In this survey paper, we have highlighted the broad spectrum of $L_p$ attack strategies that threaten object detectors, such as mislabeling of objects, making all foreground objects disappear, reducing detection accuracy, and significantly increasing processing time using latency attacks. Each of these attack strategies presents a distinct challenge, often exploiting different aspects of the machine learning pipeline. To counter these threats, we covered a variety of defenses, including adversarial training, input preprocessing, robust optimization, ensemble model defenses, model changes, detection of adversarial noise, and certified defenses.
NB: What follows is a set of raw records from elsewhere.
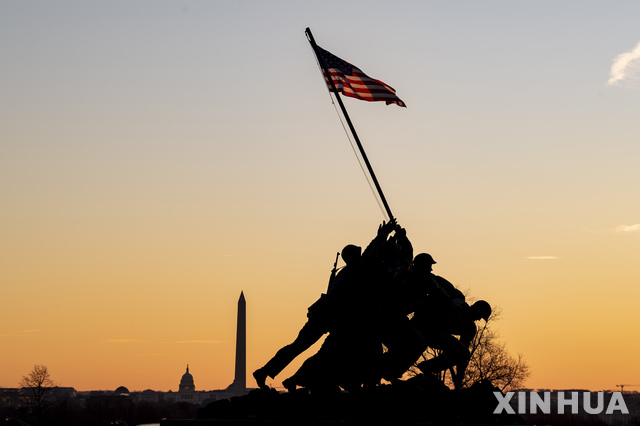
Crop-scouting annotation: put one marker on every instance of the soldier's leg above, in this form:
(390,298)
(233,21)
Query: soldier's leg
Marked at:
(310,333)
(453,353)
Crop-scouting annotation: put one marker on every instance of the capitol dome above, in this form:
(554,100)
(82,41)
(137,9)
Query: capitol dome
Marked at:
(186,383)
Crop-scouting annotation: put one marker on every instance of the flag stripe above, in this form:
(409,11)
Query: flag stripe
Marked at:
(352,82)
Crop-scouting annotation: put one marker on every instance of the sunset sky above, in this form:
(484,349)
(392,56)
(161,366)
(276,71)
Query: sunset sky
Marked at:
(159,157)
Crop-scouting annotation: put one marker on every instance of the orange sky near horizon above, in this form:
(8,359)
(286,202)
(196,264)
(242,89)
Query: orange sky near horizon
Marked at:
(157,159)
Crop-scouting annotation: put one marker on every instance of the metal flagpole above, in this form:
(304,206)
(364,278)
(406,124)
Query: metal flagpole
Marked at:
(353,130)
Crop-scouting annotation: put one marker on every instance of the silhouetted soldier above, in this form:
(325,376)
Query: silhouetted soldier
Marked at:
(322,315)
(350,354)
(439,331)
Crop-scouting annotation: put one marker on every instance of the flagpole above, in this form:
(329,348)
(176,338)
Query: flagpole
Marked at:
(346,115)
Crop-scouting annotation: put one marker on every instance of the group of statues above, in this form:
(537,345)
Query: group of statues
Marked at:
(381,311)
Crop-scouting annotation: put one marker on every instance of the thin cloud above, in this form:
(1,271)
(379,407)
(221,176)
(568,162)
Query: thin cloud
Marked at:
(625,66)
(173,342)
(18,333)
(628,228)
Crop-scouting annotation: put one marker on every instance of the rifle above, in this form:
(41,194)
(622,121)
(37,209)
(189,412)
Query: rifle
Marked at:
(333,271)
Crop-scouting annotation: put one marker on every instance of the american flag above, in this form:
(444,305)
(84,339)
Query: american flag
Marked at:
(352,82)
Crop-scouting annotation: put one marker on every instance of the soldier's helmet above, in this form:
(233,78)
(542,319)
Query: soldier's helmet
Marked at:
(423,259)
(351,253)
(482,308)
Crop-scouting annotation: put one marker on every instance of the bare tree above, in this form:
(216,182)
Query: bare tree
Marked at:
(490,360)
(39,389)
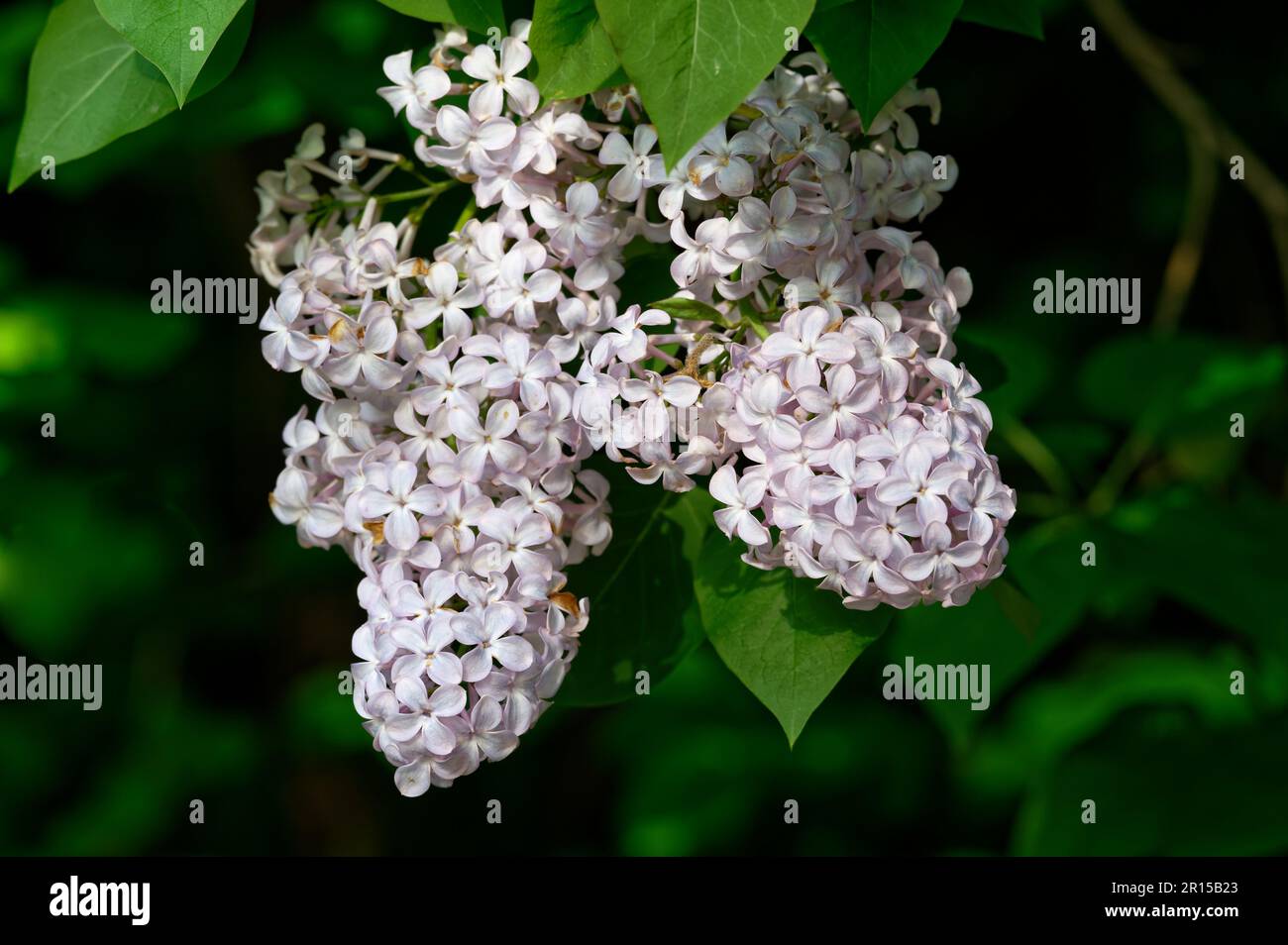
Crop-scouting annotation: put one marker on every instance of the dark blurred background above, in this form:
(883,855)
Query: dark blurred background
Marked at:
(1109,682)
We find that adversarial training remains the most practical and widely used defense, although it usually sacrifices accuracy on clean examples. Preprocessing, ensemble model defense, and architectural change offer complementary protection but can be circumvented by strong adaptive attacks. Certified defenses are promising for long-term robustness but need scalability improvements, as well as formal verification techniques for larger object detectors in multi-object detection scenarios. In general, the survey reveals that no single defense provides universal robustness. This underscores the need for layered defense strategies that combine complementary approaches, as well as adaptive mechanisms capable of evolving alongside emerging attack techniques. Several open problems persist, such as a need for a defense that balances robustness with efficiency with a small loss of accuracy, a better evaluation standard, and a benchmark to compare defenses fairly across a diverse set of attacks, such as TOG, UEA, sponge/latency, and universal perturbations.